Mathematics has long been considered to be a nightmare for many a students. So much so, that there is actually a thing known as 'maths anxiety' which means the uneasiness and nervousness you feel when someone asks you to solve a maths problem, forcing you to make mistakes.
Most university courses have mathematics as part of their curriculum at some or the other level.
Whereas, almost every profession uses maths in some form on a daily basis. The problem many students have is that they don’t know how to study maths to get good results. You may be practicing mathematics for hours without any fruitful result.
But practice is the key when it comes to a subject like this. That's the great thing about math - you can do math. You can't simply 'do history'.
Let us look at some steps which will make the maths classes and exams less dreadful for you.
Practice makes perfect
As mentioned before, practice is something which will sail your boat when it comes to mathematics. This is not a subject you can learn merely by reading or writing. The more you practice answering maths problems, the better. Before sitting for an exam, it would be advisable to solve as many problems as you can in as many ways as you can so that you know the usage of all formulae. Practice is an inevitable aspect of getting good at mathematics. It is often useful to understand how a formula is derived rather than just memorizing it. Things will make more sense, and it is often easier to remember just a few simple formulas and how to derive more complicated ones from them.
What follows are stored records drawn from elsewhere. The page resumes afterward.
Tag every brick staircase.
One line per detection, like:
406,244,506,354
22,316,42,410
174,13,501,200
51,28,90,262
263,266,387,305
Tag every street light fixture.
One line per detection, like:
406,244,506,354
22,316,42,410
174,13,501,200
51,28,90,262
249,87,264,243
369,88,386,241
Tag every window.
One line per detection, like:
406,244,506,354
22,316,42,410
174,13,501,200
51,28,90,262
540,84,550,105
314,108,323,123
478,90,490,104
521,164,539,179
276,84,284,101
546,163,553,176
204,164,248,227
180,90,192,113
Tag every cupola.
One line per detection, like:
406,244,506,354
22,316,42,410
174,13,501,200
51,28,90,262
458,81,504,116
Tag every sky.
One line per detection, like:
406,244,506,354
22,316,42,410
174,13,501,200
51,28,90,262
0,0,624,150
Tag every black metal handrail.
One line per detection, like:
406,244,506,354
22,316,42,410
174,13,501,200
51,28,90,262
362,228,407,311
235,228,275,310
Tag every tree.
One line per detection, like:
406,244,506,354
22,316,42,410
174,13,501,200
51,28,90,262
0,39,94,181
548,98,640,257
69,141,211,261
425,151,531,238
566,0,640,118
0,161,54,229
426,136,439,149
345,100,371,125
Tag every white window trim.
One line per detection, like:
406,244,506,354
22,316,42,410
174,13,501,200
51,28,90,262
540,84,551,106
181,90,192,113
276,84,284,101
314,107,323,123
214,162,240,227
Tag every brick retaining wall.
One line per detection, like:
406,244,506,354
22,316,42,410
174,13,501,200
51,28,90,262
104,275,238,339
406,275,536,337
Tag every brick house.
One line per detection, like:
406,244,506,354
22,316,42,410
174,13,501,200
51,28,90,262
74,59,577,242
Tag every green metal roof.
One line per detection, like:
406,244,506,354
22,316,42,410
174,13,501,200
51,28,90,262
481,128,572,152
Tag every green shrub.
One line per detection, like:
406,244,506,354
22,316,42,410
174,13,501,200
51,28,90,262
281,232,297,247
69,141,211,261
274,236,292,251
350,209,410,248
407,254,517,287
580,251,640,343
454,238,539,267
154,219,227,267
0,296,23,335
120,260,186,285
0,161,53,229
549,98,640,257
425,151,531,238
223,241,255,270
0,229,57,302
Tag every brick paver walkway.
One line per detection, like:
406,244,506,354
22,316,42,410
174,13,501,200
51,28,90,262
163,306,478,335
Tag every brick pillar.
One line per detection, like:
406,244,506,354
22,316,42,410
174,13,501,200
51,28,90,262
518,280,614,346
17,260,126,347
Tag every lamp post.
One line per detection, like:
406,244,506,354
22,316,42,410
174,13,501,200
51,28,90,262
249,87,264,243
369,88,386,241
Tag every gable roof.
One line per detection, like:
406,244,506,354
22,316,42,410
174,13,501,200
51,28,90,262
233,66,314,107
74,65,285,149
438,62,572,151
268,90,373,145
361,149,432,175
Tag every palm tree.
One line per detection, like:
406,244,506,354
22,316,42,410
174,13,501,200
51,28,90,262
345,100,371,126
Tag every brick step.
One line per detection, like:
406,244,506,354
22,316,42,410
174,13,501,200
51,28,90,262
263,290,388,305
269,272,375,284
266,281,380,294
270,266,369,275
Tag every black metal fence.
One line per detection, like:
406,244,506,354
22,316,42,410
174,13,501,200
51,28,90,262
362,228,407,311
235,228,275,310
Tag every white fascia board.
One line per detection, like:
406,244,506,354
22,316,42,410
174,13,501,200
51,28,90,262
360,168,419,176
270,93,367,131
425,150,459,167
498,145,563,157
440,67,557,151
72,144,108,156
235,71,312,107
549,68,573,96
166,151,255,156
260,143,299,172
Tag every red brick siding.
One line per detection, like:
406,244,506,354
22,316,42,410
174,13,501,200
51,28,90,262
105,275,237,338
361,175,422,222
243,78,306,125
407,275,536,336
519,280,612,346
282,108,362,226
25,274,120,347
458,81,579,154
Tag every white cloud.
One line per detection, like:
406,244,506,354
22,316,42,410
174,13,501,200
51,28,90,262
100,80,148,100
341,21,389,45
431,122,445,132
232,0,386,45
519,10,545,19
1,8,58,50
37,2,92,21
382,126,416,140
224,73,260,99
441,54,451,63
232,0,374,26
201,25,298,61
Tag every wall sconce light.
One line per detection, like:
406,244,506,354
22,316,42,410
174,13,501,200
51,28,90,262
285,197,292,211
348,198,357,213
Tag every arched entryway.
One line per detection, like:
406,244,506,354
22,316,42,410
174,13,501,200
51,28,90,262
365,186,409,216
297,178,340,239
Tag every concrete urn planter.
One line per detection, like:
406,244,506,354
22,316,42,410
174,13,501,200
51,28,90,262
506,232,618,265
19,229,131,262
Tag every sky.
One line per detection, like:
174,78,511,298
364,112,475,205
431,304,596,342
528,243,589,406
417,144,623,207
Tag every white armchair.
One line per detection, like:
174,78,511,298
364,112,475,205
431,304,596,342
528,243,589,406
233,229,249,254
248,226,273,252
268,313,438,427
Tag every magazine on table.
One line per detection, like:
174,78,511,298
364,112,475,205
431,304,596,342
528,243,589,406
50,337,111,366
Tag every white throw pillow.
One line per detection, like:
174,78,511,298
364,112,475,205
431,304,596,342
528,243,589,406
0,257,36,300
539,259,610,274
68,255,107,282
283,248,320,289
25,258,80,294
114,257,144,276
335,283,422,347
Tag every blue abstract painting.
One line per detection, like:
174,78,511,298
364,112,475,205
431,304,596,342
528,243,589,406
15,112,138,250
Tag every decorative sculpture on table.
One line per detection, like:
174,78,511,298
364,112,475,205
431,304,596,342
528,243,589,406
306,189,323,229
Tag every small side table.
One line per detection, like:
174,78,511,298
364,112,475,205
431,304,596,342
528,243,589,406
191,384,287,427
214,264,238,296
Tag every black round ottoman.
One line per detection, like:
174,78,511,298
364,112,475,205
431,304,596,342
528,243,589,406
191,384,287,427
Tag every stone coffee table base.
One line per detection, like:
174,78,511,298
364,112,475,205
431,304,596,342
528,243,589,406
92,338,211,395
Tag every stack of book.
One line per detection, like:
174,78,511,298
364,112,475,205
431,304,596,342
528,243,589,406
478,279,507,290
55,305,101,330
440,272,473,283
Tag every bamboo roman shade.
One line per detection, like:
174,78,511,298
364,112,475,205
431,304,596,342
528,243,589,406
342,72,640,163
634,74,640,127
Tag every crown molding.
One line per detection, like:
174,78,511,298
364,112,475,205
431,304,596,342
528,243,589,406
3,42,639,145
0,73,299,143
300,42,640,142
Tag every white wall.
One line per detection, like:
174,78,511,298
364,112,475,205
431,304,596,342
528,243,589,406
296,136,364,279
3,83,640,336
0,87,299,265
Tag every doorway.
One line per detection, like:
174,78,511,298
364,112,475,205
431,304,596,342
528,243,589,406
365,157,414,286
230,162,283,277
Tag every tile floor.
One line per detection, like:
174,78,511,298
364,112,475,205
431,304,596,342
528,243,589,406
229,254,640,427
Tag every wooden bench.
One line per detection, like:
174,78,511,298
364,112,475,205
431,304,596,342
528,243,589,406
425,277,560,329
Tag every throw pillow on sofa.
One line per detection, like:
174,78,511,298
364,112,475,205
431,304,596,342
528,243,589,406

Practicing without reviewing your mistakes and correcting them can make the entire process inconsequential. It’s important to work through the process for each solution and if you have made any mistakes, you should review them and understand where your problem-solving skills let you down. Also important is to start studying early so that you do not panic towards the end. Do not wait till the last minute. As for the day before the exam, do not be stressed and just relax. Clear your mind when you sleep and you will definitely do well.
Do your homework smartly
Try to find other problems that are similar to those that were assigned for homework. Take this opportunity to finish off an entire page if the assigned homework was a portion of that. Find or download workbooks in the area and level of math you're revising. Try the questions as doing this will give you extra knowledge, and you may face that problem next day. Ask your teacher if your math book has an online website. Sometimes online textbooks can help by providing quizzes and additional instructional material.
Get to know the format of your exam so that you can manage your time accordingly. If you only have 40 minutes for a 100-point test, then you can optimally spend 4 minutes on each 10-point question. Then plan to attack the easier questions first, leaving yourself enough time to spend on the more challenging ones. Go through the previous year question papers to get a better understanding of how the exam will look like.
Choose your stationary wisely
Don't underestimate the effect stationary can have on your maths practice sessions. Try to use a pencil instead of pen while practicing maths because you will definitely make mistakes in the process and when you do, you will want to completely erase your mistake and write over it. This will lead to a paper that is hard to read, and the scratch-outs will actually increase your anxiety about solving these problems. Pencils have cleaner lines and the separate eraser allows you to erase more cleanly. If you make a mistake, you can start over again, hence reducing the build-up of tension around it.
Take it one step at a time
Avoid solving the entire problem in your head before starting with it. By doing so, you will inevitably be stuck to one process or way of doing things which will hinder your while exploring other options. Begin to solve the problem one step at a time. Write down even the simple things. For exaple, if you are solving an equation and you subtract '10' from both sides, write that down. Then in the next step actually do that subtraction. Repeat the process for all other steps. This gives you a paper trail to check your work and also it allows you to break the problem down in to bite sized chunks.
Ask someone to give you problems to work out
Get them to draw out similar examples from your textbook or ideas from online sources and reveal the answers to you if you're finished or seriously stuck on them. Don't try to create your own study sheet since you're not challenging yourself enough.
Lastly, enjoy practicing maths as this is the only thing which will keep you motivated. No matter how hard you try, you are going to fail in your efforts if they are not backed by considerable inspiration. We hope that this article was beneficial for you.